W poniedziałek (31 stycznia) oficer dyżurny Komendy Miejskiej Policji w Olsztynie otrzymał zgłoszenie, że w jednym z zakładów pracy na terenie miasta 51-latek pracował po pijanemu. Ze słów kierownika firmy wynikało, że jeden z pracowników zachowywał się podejrzanie i być może jest nietrzeźwy. Jego przypuszczenia potwierdziło badanie policyjnym alkomatem. 51-latek miał blisko 3,5 promila alkoholu. Policjanci wstępnie ustalili, że w takim stanie mężczyzna przyjechał autem do pracy z pobliskiej stacji paliw.

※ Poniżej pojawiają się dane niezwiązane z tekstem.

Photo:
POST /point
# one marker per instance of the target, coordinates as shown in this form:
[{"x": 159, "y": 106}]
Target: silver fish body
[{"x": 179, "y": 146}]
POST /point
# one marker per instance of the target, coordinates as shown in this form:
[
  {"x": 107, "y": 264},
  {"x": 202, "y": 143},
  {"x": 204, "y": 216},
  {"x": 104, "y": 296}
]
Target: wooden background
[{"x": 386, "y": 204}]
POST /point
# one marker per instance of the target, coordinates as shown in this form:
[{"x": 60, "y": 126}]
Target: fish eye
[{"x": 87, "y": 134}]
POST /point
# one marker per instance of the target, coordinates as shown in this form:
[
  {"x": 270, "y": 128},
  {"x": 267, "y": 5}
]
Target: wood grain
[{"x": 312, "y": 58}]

Na tym nie koniec "grzechów" 51-latka. Miał on doprowadzić do zdarzenia drogowego, kierując osobowym renault. Ze wstępnych ustaleń wynika, że cofając na parkingu, uderzył w inny zaparkowany pojazd. Policjanci zatrzymali mężczyźnie prawo jazdy.
51-latek odpowie przed sądem za kierowanie pojazdem w stanie nietrzeźwości oraz doprowadzenie do kolizji drogowej. Grozi mu kara do 2 lat pozbawienia wolności, sądowy zakaz kierowania pojazdami oraz wysoka grzywna. Mężczyzna nie uniknie również odpowiedzialności za wykonywanie obowiązków służbowych pod wpływem alkoholu. W tym przypadku kodeks wykroczeń przewiduję karę aresztu czy grzywny. 51-latek musi liczyć się również z konsekwencjami ze strony pracodawcy.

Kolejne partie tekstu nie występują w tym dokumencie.